The primary aim of this study is to examine the effect of preoperative cooling versus pressure bandage on the time to surgery in adult patients who sustained a displaced intra-articular calcaneal fracture (DIACF) that will be treated operatively using an extended lateral approach.
The secondary aims are to examine in these patients:
1) the effect of preoperative and postoperative cooling versus pressure bandage on the level of preoperative and postoperative pain.
2) the effect of preoperative and postoperative cooling versus pressure bandage on preoperative and postoperative swelling.
3) the effect of preoperative and postoperative cooling versus pressure bandage on foot/ankle circumference.
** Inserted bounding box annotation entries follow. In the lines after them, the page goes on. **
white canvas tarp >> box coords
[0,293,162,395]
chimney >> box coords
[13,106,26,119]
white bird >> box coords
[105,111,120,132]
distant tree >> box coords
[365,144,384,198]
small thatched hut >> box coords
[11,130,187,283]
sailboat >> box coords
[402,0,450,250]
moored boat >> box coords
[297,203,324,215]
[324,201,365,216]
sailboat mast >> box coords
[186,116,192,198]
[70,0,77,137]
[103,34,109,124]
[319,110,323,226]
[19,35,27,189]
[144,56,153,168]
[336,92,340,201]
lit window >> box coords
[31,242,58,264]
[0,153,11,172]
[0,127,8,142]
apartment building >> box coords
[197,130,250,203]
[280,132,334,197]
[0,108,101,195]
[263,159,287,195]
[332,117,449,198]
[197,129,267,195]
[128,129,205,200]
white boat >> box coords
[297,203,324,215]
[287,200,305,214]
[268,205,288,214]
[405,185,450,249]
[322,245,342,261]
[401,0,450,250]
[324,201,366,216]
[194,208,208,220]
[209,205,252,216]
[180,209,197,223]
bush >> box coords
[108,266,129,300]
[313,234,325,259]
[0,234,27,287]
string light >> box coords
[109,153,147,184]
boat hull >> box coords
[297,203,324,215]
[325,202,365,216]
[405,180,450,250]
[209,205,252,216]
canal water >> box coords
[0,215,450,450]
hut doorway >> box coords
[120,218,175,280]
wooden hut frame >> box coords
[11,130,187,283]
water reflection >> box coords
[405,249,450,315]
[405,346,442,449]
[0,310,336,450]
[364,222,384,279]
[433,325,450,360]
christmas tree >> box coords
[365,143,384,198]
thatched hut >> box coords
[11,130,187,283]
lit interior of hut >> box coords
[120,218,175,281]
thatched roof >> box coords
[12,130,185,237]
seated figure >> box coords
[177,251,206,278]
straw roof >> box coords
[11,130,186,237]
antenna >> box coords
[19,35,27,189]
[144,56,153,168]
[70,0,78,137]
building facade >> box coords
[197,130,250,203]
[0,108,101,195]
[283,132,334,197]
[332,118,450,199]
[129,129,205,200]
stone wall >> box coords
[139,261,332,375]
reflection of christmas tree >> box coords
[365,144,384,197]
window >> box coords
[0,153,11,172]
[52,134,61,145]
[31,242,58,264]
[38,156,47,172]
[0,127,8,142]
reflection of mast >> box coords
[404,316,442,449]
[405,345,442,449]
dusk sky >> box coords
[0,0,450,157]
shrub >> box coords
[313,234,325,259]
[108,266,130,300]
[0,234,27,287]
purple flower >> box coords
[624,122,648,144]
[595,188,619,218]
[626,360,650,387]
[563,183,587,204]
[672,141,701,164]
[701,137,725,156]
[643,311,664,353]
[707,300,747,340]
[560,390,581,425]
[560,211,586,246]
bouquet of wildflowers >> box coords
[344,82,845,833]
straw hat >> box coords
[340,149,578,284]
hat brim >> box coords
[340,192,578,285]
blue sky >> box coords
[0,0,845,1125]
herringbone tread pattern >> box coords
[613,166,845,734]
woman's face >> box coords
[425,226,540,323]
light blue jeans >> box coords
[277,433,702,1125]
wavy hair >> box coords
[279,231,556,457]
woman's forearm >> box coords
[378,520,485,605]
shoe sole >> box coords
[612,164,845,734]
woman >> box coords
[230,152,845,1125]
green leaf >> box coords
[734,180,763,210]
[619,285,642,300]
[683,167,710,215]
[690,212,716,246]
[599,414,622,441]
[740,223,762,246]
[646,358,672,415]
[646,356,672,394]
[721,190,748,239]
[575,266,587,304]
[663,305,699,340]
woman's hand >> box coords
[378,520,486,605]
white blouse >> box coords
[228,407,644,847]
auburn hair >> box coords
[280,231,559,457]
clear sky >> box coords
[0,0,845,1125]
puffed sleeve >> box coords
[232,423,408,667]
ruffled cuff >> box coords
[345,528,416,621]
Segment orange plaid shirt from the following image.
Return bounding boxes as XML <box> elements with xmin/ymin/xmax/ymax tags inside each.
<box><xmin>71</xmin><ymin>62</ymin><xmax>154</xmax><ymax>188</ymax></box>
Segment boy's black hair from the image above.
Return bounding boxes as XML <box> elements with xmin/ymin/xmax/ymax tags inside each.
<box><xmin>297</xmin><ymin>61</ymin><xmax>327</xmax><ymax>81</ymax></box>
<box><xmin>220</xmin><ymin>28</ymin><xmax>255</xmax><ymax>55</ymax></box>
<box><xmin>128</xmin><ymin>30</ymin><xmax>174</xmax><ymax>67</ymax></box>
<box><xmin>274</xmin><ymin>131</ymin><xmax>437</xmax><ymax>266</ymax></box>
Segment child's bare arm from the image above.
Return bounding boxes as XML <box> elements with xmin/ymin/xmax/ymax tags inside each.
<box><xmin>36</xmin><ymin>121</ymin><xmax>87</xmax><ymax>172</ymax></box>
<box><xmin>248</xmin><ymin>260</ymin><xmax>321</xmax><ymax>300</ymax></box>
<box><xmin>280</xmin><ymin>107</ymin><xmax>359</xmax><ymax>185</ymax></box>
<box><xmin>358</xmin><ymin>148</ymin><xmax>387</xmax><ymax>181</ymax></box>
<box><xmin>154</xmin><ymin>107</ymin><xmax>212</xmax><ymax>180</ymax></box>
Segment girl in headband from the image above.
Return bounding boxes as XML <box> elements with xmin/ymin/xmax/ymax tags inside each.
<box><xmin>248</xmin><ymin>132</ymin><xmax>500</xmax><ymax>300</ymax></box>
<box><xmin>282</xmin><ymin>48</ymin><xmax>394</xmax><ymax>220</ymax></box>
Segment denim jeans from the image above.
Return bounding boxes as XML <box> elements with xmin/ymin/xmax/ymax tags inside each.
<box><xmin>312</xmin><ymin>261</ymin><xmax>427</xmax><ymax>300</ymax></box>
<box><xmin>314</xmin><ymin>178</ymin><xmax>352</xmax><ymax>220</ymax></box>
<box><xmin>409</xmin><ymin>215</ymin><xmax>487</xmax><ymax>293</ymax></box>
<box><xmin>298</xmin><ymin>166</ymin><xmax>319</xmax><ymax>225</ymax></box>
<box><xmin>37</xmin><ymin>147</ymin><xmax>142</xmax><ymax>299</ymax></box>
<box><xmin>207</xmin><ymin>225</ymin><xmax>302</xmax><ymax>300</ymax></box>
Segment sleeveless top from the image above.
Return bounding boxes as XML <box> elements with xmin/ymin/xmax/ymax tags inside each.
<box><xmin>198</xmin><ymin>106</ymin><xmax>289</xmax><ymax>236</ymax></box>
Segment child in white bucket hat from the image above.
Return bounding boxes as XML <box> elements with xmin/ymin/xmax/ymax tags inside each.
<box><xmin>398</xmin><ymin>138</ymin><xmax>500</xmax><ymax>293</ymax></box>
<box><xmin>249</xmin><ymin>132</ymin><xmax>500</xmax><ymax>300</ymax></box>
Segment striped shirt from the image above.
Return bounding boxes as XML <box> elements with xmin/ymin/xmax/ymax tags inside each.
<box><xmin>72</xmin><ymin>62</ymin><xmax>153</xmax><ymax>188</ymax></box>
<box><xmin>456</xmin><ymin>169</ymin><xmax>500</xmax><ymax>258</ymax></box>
4) the effect of postoperative cooling versus pressure bandage on postoperative hospital length of stay.
5) patient satisfaction with the approach to reduce swelling (cooling versus pressure bandage).
6) the effect of preoperative and postoperative cooling versus pressure bandage on the rate of complications.
Multicenter Randomized Controlled Trial (RCT)
Adult persons aged 18 years or older presenting to the Emergency Department with a unilateral, displaced, intra-articular calcaneal fracture (Sanders type III/V or OTA type 82C24), with an indication for treatment by open reposition and internal fixation (ORIF) using an extended lateral approach.
Patients will be equally randomized to two groups:
1) Computer-controlled cooling brace
2) Pressure bandage
Primary outcome measure: Time to surgery
Secondary outcome measures: Preoperative and postoperative pain; Preoperative and postoperative swelling; Preoperative and postoperative foot/ankle circumference; Postoperative hospital length of stay; Satisfaction with the approach to reduce swelling; Adverse events within three months after surgery
Data will be collected daily from hospital presentation until day 7 after surgery and at 2 weeks, 6 weeks, and 3 months after surgery.